The Troll subsea separation station is now in operation and is establishing a working track record. The Troll subsea separation station separates water and oil and re-injects the water into a dedicated disposal well. The system is installed on the Troll Field, located in the Norwegian North Sea (360 m water depth). The Troll field would experience liquid handling capacity problems if not for the subsea processing station which relieves this problem.
The Troll subsea separation station is the only full size, subsea separation station actually installed and operating. The adaptation of this technology to ultra deepwater fields is a major challenge, calling for application of new radically improved methods for gravity based separation.
The oil and gas industry is known for its risk awareness, thus the process of adapting subsea separation to ultradeep water fields must be undertaken with care. However, in order to meet the demands of the future deepwater fields, some radical changes will be necessary.
This paper will focus on how subsea separation can be adapted to Ultra deepwater fields, and which principles can be used inthe next generation of ultra deepwater subsea systems, "NuDeep" /1/
It is important to understand that subsea separation is one of several subsea processing concepts applicable to such fields.
Bulk water separation as provided by The Troll subsea separation station (will initially (first 3-4 years) have little significant impact. The water cut ratio is normally less than 20 % and the separation of this water will not have crucial impact on production rates or liquid load on the host.

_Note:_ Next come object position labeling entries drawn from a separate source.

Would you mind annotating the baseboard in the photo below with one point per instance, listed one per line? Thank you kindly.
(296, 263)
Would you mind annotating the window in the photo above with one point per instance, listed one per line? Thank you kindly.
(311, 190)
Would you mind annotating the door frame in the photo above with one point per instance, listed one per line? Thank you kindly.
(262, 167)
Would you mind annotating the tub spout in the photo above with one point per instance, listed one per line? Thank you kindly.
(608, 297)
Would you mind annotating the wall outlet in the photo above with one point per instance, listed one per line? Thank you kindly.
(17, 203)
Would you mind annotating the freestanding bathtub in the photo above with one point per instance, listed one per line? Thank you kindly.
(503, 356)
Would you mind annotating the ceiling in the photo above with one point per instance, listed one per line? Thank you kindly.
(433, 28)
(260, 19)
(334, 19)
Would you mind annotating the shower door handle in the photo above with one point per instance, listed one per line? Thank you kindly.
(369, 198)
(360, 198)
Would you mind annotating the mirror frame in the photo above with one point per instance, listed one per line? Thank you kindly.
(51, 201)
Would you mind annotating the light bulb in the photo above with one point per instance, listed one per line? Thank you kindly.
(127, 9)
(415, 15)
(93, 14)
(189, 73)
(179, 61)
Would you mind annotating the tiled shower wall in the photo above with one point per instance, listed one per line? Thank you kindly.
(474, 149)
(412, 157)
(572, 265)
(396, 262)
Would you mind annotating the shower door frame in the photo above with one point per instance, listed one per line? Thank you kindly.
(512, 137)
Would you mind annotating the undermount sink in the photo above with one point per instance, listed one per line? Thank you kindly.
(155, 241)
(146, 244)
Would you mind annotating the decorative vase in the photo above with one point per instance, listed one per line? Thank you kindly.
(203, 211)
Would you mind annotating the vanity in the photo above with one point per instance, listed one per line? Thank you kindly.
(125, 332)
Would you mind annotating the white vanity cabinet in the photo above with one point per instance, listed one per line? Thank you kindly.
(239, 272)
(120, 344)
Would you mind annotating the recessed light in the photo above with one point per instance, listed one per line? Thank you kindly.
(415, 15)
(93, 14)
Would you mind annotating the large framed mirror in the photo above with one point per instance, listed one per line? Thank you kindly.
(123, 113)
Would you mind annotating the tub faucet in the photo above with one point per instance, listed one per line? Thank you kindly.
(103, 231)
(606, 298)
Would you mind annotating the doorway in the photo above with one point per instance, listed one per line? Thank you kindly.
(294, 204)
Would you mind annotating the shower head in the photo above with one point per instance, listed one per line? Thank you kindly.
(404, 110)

When water/oil ratios increase to higher percentages, the separation and water removal will cause less pressure drop in the pipeline. In particular, the static liquid head in the riser will decrease and impact on production rates will be significant. Strongly reduced liquid load on the host will enable tie-in of new fields and also reduce discharge to sea of polluted produced water (if treated and dumped and not reinjected). It is important to recognize that for a field with large water production, the gain in driving pressure is very large by applying subsea separation. The calculation example shown below shows how increasing water production slows down natural production as compared to a production with water separation on the seabed.
Figure 1, Comparasion of production with and without subsea separation(Available in full paper)
If the performance of the subsea separation station can be improved to none hydrate forming amounts of remaining water in oil, the benefits of subsea separation expands significantly. Insulation, heating and injection of hydrate inhibitors can be eliminated or reduced or tie back distances increased. The savings will mainly be in the initial investments, and have a very positive influence on the net resent value of the project. In deep waters the effect of this will increase. Due to the high ambient pressure, the hydrate formation temperature will be higher and the shut down time prior to hydrate formation much shorter (ref. Fig 2), hence the insulation requirements will be higher.